Can biofeedback help conditions like high blood pressure, migraines and anxiety? Though many still consider biofeedback unproven in this regard, some scientific research seems to say it really can. Biofeedback works by giving patients a look at what is going on in certain systems in their body, as well as a way to influence them.
What is it?
To use biofeedback, patients are hooked up to instruments that record particular body functions, such as skin temperature or heart rate. A monitor shows the numbers so the patient can attempt to change them.
High blood pressure
A study at the University of Nevada at Las Vegas had patients relax with deep breathing while monitoring their pulse, blood pressure and temperature. Participants were able to lower their numbers by up to 10 points. According to Carolyn B. Yucha's study, patients with cold finger tips, high blood pressure and a tendency to overreact were most likely to profit from biofeedback for high blood pressure.

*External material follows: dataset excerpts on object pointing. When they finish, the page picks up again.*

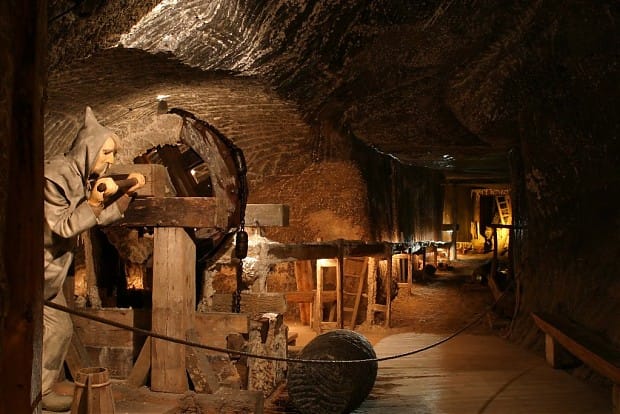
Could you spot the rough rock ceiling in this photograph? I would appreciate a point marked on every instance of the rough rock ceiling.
(431, 83)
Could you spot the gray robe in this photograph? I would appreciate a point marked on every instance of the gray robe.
(66, 210)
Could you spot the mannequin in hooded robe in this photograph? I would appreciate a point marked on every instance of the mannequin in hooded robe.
(73, 204)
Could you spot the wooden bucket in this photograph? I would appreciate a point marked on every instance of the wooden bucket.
(93, 393)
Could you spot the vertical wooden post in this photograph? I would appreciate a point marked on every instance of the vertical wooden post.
(23, 33)
(388, 292)
(372, 289)
(174, 279)
(339, 291)
(410, 260)
(318, 299)
(305, 283)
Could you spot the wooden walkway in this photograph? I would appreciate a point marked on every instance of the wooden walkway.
(475, 374)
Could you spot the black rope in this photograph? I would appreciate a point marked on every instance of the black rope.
(267, 357)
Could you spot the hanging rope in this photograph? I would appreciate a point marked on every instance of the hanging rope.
(267, 357)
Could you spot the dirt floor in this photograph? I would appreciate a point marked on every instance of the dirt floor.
(442, 303)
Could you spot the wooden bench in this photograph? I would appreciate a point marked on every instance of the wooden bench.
(566, 340)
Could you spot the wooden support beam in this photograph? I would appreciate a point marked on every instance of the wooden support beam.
(174, 279)
(193, 212)
(326, 250)
(305, 284)
(140, 372)
(157, 183)
(310, 251)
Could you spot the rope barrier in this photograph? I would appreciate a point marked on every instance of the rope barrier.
(268, 357)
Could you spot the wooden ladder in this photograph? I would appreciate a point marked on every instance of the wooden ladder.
(355, 275)
(504, 209)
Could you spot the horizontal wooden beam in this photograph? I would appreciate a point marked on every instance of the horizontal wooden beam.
(194, 212)
(328, 250)
(265, 215)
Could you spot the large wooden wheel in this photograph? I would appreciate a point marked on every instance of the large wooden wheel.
(332, 388)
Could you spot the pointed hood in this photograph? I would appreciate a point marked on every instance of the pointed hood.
(88, 143)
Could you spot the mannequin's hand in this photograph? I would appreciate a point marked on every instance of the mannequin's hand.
(139, 178)
(96, 197)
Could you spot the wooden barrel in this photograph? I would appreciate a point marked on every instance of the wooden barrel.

Migraine sufferers sometimes use biofeedback to learn to increase the blood flow to their hands by concentrating on warming them. This decreases blood flow to the brain, which alleviates pain for many patients. Temperature feedback, also known as hand-warming feedback, lets patients know when they are increasing the blood flow to their hands. In effect, they learn to divert excess blood flow from the vessels in the brain. After training, they are able to warm their hands without watching a monitor.
Studies show it works
In this form of biofeedback, a wire is attached to a patient's hand to measure temperature, and the patient practices for 20 to 30 minutes each week. Some studies show that this technique does decrease the frequency and severity of migraines, at least for many patients. It possibly averts migraines as well, if people consciously warm their hands during the aura that warns of the onset of a migraine.

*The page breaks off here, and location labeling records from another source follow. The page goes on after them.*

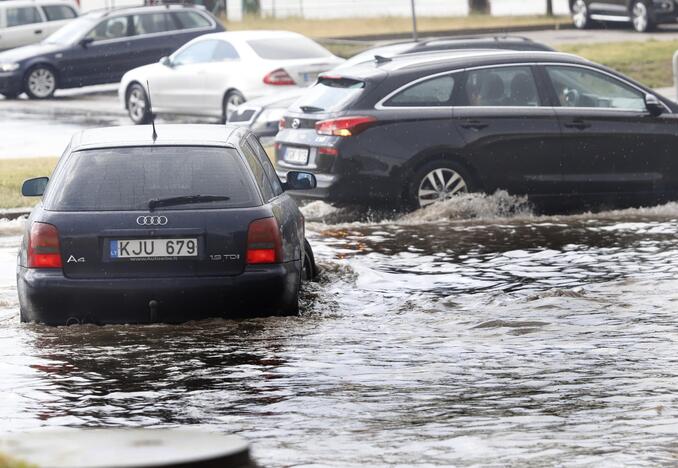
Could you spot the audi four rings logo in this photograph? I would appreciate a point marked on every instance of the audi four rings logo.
(152, 220)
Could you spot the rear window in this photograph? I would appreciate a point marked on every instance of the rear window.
(285, 48)
(115, 179)
(330, 94)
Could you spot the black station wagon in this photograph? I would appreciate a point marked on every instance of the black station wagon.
(416, 130)
(190, 225)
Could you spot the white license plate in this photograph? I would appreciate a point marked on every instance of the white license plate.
(153, 248)
(297, 155)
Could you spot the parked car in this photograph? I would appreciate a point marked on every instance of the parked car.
(189, 225)
(213, 74)
(262, 115)
(100, 47)
(414, 130)
(644, 15)
(24, 22)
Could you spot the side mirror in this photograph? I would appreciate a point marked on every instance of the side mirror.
(34, 187)
(300, 181)
(85, 42)
(654, 105)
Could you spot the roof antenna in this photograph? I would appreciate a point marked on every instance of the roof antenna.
(150, 112)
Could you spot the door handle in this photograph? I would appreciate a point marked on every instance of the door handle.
(578, 124)
(475, 125)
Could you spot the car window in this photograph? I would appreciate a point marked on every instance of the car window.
(434, 92)
(224, 51)
(199, 52)
(58, 12)
(18, 16)
(265, 162)
(582, 87)
(191, 20)
(112, 179)
(111, 28)
(286, 48)
(150, 23)
(501, 86)
(258, 171)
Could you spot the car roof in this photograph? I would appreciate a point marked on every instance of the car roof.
(142, 135)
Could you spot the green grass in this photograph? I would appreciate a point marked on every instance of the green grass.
(12, 174)
(648, 62)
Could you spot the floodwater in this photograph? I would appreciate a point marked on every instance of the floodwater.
(472, 333)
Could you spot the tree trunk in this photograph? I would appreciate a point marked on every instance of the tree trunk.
(479, 6)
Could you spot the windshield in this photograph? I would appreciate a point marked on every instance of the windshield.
(127, 179)
(72, 32)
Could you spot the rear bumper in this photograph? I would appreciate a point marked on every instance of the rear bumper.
(50, 297)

Biofeedback is also frequently used to help patients learn to deal with anxiety. At the University of Washington, the counseling office uses it to help students deal with social anxiety, test anxiety, chronic stress or generalized anxiety. Training may help patients become aware of heart rate variability, respiration and brain-wave variability. Students may also receive counseling or other treatment along with biofeedback.
The biofeedback approach has been used to treat some people with ADHD, epilepsy or chronic pain. Although biofeedback is still considered an alternative therapy, at least by many insurance companies, many people who have tried it are pleased with the results.